KREDİ FAİZLERİ YÜZDE 50’YE YAKIN
Hükümet enflasyondaki düşüşü cari fazla odaklı politika ile daha sonra sağlayacağını belirtiyor. Bu kapsamda net ihracat odaklı, döviz satışı öngören krediler politika faizine yakın fiyatlanırken; benzer kurumsal krediler yüzde 40’a yakın, bireysel krediler ise yüzde 50 civarında maliyette.
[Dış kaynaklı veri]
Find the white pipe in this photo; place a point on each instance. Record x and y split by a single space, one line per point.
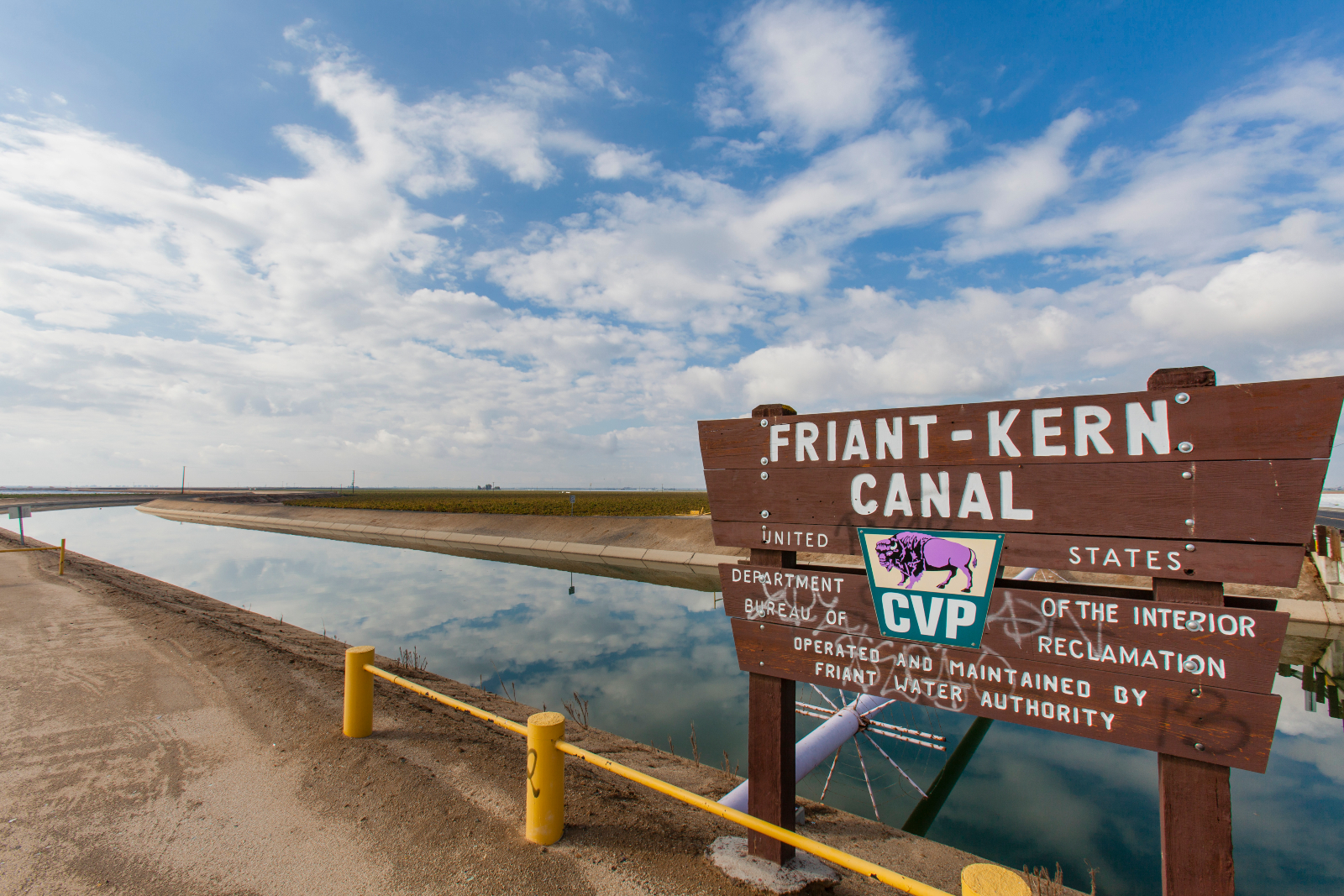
828 736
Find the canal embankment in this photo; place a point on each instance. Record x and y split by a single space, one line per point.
672 551
165 741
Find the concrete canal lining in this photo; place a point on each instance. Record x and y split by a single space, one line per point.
674 551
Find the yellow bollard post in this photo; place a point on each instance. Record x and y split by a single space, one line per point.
992 880
360 694
544 778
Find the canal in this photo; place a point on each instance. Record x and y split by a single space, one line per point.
652 663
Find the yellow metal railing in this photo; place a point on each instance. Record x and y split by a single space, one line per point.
60 563
544 824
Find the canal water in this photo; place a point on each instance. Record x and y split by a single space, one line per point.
652 661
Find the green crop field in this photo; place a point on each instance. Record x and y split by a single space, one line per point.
530 503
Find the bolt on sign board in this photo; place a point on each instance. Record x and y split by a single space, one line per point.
1216 484
1178 679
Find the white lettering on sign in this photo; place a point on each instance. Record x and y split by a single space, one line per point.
806 437
1090 423
1039 432
793 539
1139 558
889 438
1139 426
897 606
999 434
924 423
853 443
1045 708
857 486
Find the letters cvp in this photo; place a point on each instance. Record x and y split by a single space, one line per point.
1043 434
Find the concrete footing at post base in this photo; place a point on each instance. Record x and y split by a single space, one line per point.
803 873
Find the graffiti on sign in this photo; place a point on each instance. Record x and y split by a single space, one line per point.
1234 649
1195 720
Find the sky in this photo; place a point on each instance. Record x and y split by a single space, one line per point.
531 244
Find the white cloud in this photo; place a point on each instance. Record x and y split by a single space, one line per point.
322 320
812 69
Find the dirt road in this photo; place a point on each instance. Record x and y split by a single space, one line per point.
160 741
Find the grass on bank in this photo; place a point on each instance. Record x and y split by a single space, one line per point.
526 503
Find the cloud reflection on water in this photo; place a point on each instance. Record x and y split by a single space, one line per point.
652 660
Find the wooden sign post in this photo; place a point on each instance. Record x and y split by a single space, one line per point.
1194 799
1189 484
770 726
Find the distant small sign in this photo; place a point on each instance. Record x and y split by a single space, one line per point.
932 586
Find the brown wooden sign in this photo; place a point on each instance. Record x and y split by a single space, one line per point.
1167 474
1245 562
1221 501
1205 723
1225 647
1290 419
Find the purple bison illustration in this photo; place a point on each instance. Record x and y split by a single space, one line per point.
913 553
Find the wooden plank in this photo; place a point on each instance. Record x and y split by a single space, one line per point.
1194 794
1223 500
770 745
1142 638
1195 810
1254 421
1230 728
770 761
1243 562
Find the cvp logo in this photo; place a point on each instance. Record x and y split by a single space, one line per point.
897 614
913 575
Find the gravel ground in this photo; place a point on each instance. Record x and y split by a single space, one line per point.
160 741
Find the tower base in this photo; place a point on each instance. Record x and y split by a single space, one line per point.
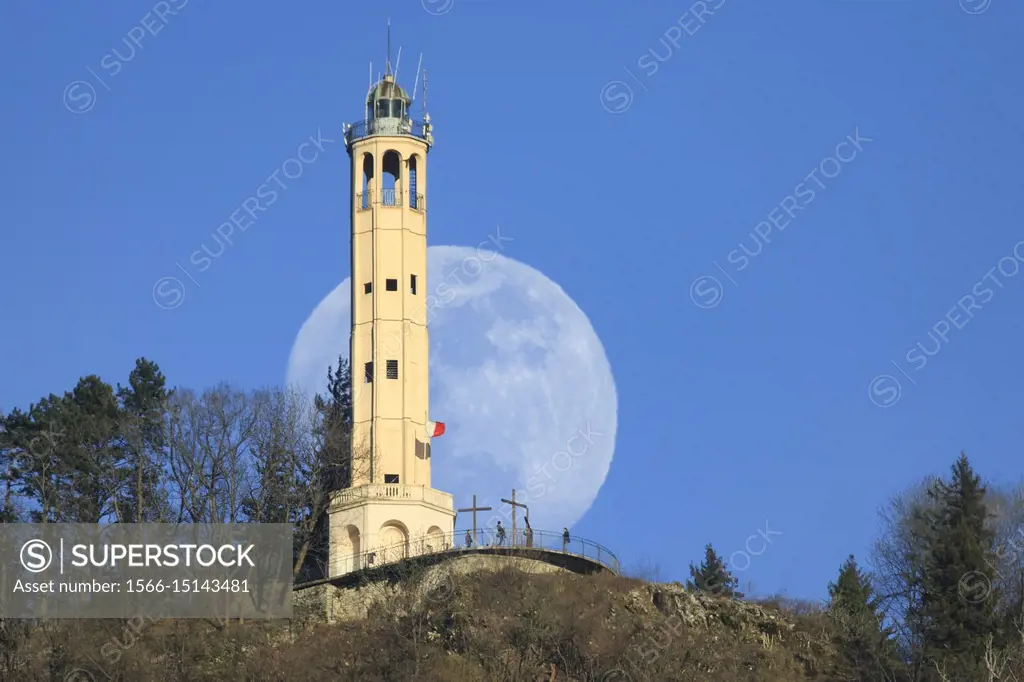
379 523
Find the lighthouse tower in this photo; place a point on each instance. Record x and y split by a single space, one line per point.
389 511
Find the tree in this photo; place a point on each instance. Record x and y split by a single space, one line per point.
865 649
143 413
335 426
713 577
898 559
957 587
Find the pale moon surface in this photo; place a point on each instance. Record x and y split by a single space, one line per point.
517 375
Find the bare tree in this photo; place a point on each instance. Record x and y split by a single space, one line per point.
209 459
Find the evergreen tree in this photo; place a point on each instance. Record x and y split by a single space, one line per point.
713 577
336 427
957 603
866 651
143 411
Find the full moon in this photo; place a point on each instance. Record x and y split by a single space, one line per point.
517 375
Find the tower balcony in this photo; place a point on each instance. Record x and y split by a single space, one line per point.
388 126
392 493
392 197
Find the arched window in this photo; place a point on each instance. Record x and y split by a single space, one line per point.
391 192
368 180
414 200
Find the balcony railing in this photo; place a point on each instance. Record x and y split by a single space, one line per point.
456 543
393 197
388 126
394 492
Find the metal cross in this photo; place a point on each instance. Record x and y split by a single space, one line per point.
514 505
475 509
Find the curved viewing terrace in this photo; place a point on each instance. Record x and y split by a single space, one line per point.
579 554
387 126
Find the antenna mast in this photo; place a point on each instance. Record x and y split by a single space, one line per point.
417 82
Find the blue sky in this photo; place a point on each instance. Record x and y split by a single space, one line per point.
630 180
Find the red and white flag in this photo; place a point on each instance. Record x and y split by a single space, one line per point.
435 429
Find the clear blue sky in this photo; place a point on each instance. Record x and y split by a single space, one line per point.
754 410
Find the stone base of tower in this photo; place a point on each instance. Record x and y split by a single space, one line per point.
380 523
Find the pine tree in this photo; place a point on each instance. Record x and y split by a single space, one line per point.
713 577
866 650
957 601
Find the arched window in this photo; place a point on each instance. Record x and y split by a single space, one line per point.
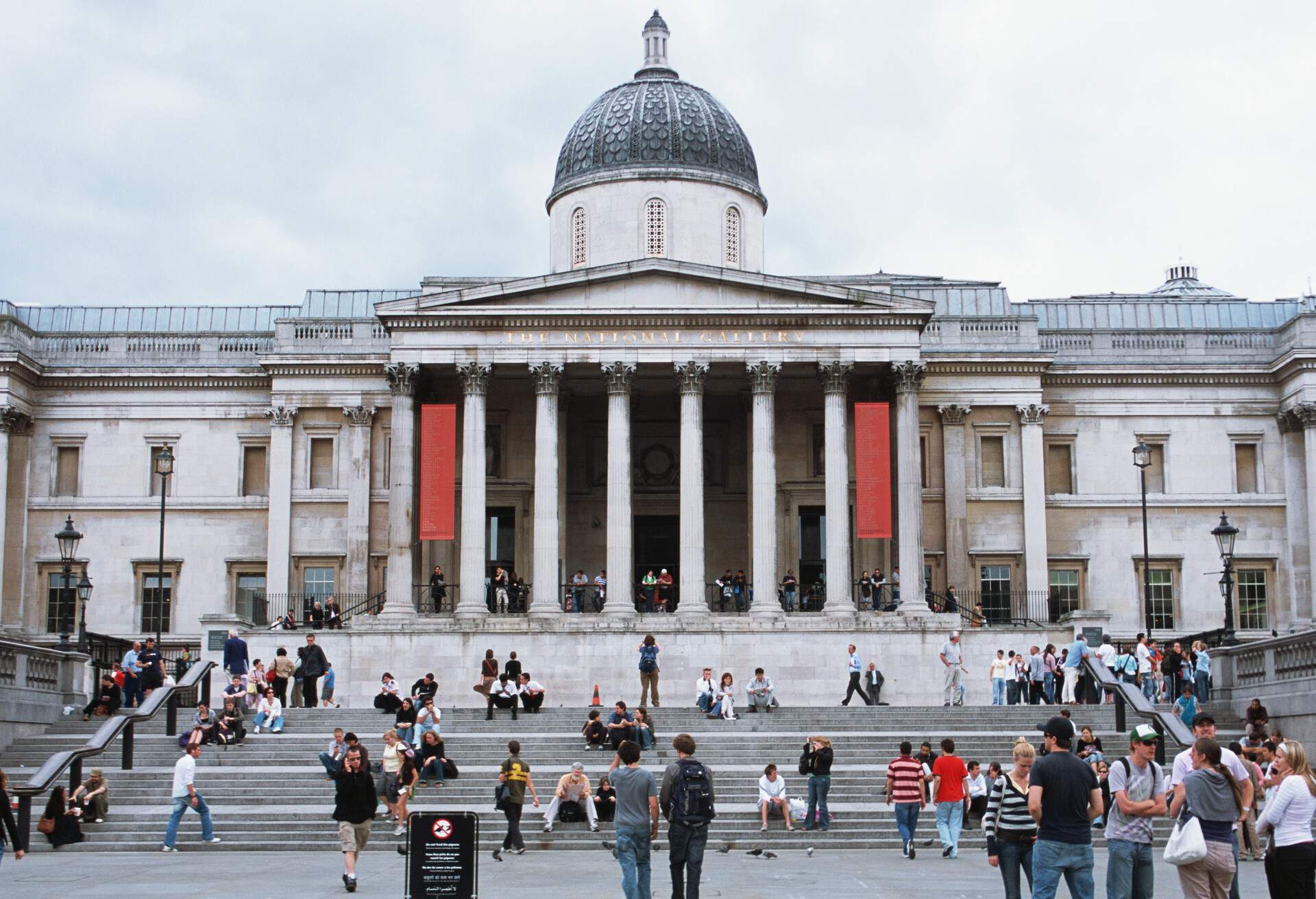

Bu kapsamda bu politikada net ihracat odaklı krediler çok daha düşük maliyetli tutuluyor.
Ancak cari fazla enerji ithalatı nedeniyle bu yıl imkansız hale gelirken enflasyondaki düşüşün de cari fazlanın tamamlanması sonrasına atılması nedeniyle yükseliş her geçen gün belirginleşiyor.
YENİ DÖVİZ KAYNAĞI MI BULUNDU?
Üst düzey bir bankacı, “TCMB’nin faiz indirim kararını yorumlaması çok zor. Büyümenin zayıflaması nedeniyle adım atılması mevcut politika içinde kısmen anlaşılabilir. Ancak büyümeyi yavaşlatacak şekilde kredilerin yavaşlamasını kısa süre önce isteyen de ekonomi yönetimi idi. Burada bir karmaşa var” dedi ve ekledi:
“Bu karar değerlendirilirken döviz rezervleri de mutlaka birlikte düşülmeli. TCMB son 3 haftada 15.4 milyar dolar rezerv artırdı. Turizm çok kuvvetli, reeskont ihracatçı döviz gelirleri de çok yüksek. Bunun yanı sıra Rusya kaynaklı 5-6 milyar dolarlık giriş var. TCMB rezervlerinin bizim bilmediğimiz bir dış kanaldan önümüzdeki dönem daha da artacağını düşünüyor olabilir. Dış finansman garanti edilerek faiz indirimi riski alındığını düşünmek istiyorum.”
REZERV ARTMIŞTI
TCMB net uluslararası rezervleri son üç haftada kaydettiği yaklaşık 9 milyar dolar artışla tarihi dip seviyelerden 15,7 milyar dolara toparlandı.
Aynı dönemde TCMB toplam rezervleri 15,4 milyar dolar artışla 113,7 milyar dolara yükseldi.
Bankacı dün faiz kararı sonrası bireysel taraftan döviz talebi geldiğini TL’nin 18 üzerinde daha da yükselmemesi için 1 milyar dolar üzerinde döviz satışının yapıldığını tahmin ettiğini de söyledi.
DOLAR 18,15’İ GÖRDÜ
Ağustos başında 18 seviyesine yükselerek 20 Aralık’tan bu yana yeni zirveyi gören ve ondan sonra 18’in hemen altında yatay seyre geçen dolar/TL dünkü PPK kararı ardından yönünü yukarı çevirdi ve en yüksek 18,15’i test etti.
Kur bu sabah saat 09.53 itibarıyla 18,10 seviyesine yakın seyrediyor. Bu seviyeye göre TL’nin dolar karşısında keskin kayıplarının tekrar başladığı nisan sonundan bu yana kaybı yüzde 18, yılbaşından beri kaybı ise yüzde 27 oldu. Faiz indirimleri nedeniyle TL geçen yıl da yüzde 40 üzeri değer kaybetmişti.
PİYASA TCMB’DEN YENİ ADIM BEKLİYOR
PPK açıklamasında, “Son dönemde belirgin şekilde açılan politika-kredi faizi makasının parasal aktarımın etkinliğini azalttığı değerlendirilmekte” denildi. PPK metninde takip eden cümlede, “Kurul, makro ihtiyati politika setini, parasal aktarım mekanizmasının etkinliğini destekleyecek araçlarla daha da güçlendirmeye karar vermiştir” ifadesi yer aldı.
PPK’da yer alan bu açıklamalar piyasalarda kısa vadede kredi maliyetleri ile politika faizini yaklaştıracak yönde bir adım beklentisi oluşturdu.